Ben Watt is something of a Renaissance man – gifted musician, critically-acclaimed writer, DJ, producer, record label boss, nightclub owner and promoter. During the 1980s and 90s he was a pop star, half of Everything But the Girl with wife Tracey Thorn. After a long sabbatical he’s back writing and playing music again and has just released Hendra, his first solo record since 1983’s North Marine Drive.
At Cambridge Junction Watt played songs from both albums with guitarist Bernard Butler (ex-Suede). It was an intimate evening, just the two of them on stage with their guitars and rows of effects pedals. Between songs Watt spoke engagingly about how they were written. He also told us how, as a precocious teenager, he rang up Robert Wyatt and asked him to record with him (amazingly, he did). ‘I thought I grew up in a Bohemian household,’ he said, ‘but that was nothing compared to Robert’s.’

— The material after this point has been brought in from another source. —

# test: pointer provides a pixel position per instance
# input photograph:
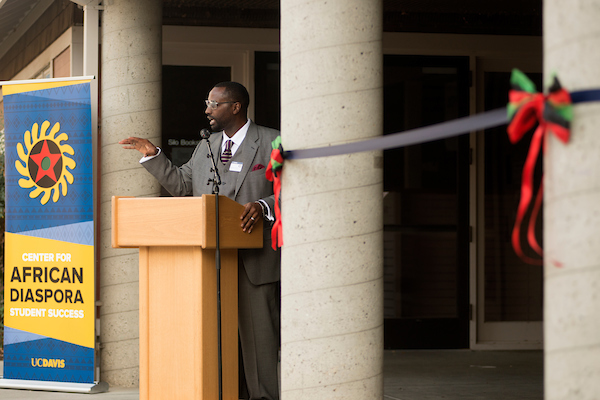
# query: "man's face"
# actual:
(221, 117)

(photo copyright Chris Boland www.distantcloud.co.uk)
Whether singing or speaking, Watt’s voice is quietly strong and unaffected. Musically, the new songs recall the pastoral folk rock of John Martyn or Tim Buckley. His use of a Wurlitzer electric piano reinforces the early 70s flavour and the overall melodic and melancholic feel is similar to John Grant’s The Queen of Denmark.

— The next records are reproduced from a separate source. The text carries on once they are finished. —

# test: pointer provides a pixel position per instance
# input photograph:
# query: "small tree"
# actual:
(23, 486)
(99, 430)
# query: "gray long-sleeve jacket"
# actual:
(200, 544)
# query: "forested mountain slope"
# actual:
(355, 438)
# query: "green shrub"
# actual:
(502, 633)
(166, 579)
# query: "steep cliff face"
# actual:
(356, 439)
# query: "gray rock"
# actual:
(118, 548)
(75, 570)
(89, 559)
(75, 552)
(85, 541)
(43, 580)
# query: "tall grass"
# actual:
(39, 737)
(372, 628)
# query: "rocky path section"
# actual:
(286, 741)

In his cloth peaked cap and autumnal clothes Watt could be a member of Coldplay. When lost in concentration his round face and furrowed brow give him the look of a mournful pug. He plays beautifully with Butler – the two seem to have a telepathic musical understanding. Stick thin and floppy fringed, Butler is on evergreen form. He finger-picks his trademark Gibson 355 guitars, his mellow noodling adding splashes of colour to Watt’s aural landscapes. On a couple of songs the gentle beat speeds up a bit, though my wish for a full-blown fretboard freakout went unanswered.
It just wasn’t that type of evening. Suede played at The Junction 21 years ago. That’s a musical lifetime. When someone in the audience calls for Animal Nitrate, he is answered by a scathingly sarcastic ‘funny’ from a woman in the crowd. ‘Shall we do that one?’ jokes Ben, but Bernard doesn’t smile. The atmosphere in the seated J2 felt rather uptight and reverential, almost like we were at a classical concert. No whooping or hollering, just polite applause. I was tutted at for taking a few photos and felt reluctant to get up and go to toilet, lest I offend someone.

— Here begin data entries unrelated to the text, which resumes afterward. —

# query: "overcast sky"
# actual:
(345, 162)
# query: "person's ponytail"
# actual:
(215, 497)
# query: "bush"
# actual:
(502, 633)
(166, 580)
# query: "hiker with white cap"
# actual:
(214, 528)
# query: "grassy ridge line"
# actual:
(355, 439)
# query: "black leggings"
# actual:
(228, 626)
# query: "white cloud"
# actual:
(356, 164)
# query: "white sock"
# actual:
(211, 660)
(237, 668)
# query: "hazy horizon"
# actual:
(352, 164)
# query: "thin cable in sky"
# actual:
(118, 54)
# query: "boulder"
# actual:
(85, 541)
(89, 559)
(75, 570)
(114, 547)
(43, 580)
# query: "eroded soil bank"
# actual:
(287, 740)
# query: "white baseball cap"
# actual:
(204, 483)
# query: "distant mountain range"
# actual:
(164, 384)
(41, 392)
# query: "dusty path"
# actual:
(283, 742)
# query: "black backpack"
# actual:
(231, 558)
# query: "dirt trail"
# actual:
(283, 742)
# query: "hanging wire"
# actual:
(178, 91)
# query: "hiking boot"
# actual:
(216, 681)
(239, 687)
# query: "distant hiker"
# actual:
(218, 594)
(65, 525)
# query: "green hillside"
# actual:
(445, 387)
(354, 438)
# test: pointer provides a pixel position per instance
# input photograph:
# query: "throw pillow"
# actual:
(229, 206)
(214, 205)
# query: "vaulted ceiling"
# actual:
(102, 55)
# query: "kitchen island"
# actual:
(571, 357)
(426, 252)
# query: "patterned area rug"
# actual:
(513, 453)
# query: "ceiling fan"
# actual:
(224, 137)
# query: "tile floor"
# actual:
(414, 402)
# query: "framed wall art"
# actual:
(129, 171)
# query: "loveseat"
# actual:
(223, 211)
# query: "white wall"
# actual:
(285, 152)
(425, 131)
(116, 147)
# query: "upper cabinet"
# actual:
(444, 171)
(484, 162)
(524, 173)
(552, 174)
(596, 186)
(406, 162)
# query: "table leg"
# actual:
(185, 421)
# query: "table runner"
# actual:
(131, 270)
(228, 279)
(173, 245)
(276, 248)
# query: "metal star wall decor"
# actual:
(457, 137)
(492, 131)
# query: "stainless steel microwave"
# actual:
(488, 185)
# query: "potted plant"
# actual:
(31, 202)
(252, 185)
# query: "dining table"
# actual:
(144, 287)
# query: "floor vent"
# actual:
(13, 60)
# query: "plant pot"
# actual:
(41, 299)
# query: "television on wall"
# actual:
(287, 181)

Hendra’s subject matter is serious and grown-up, ranging from family bereavement (Matthew Arnold’s Field), grief (Nathaniel), aging (Young Man’s Game) and hope (Spring) to gun control (The Gun). Watt’s return to making music was an artistic response to the deaths of his father and half-sister, Jenny, who died unexpectedly from lung cancer. When he picked up the guitar again Watt experimented with open tunings and found a new lease of musical life. Downbeat and sad the songs may be, but they also have poetry and power. As he said at The Junction, ‘how should we deal with these life events? Anger? Resilience? Humour?’ Watt’s answer would be ‘art’ in whatever form it takes.
Ben and Bernard encore with Spring (my own favourite), then Watt is left alone at the Wurlitzer for My Old Flame. ‘That’s all I’ve got,’ he says and leaves the stage. But you can rest assured that he’s got more songs left in him. It would be a pity if we had to wait another 31 years before the next album from this multi-talented artist.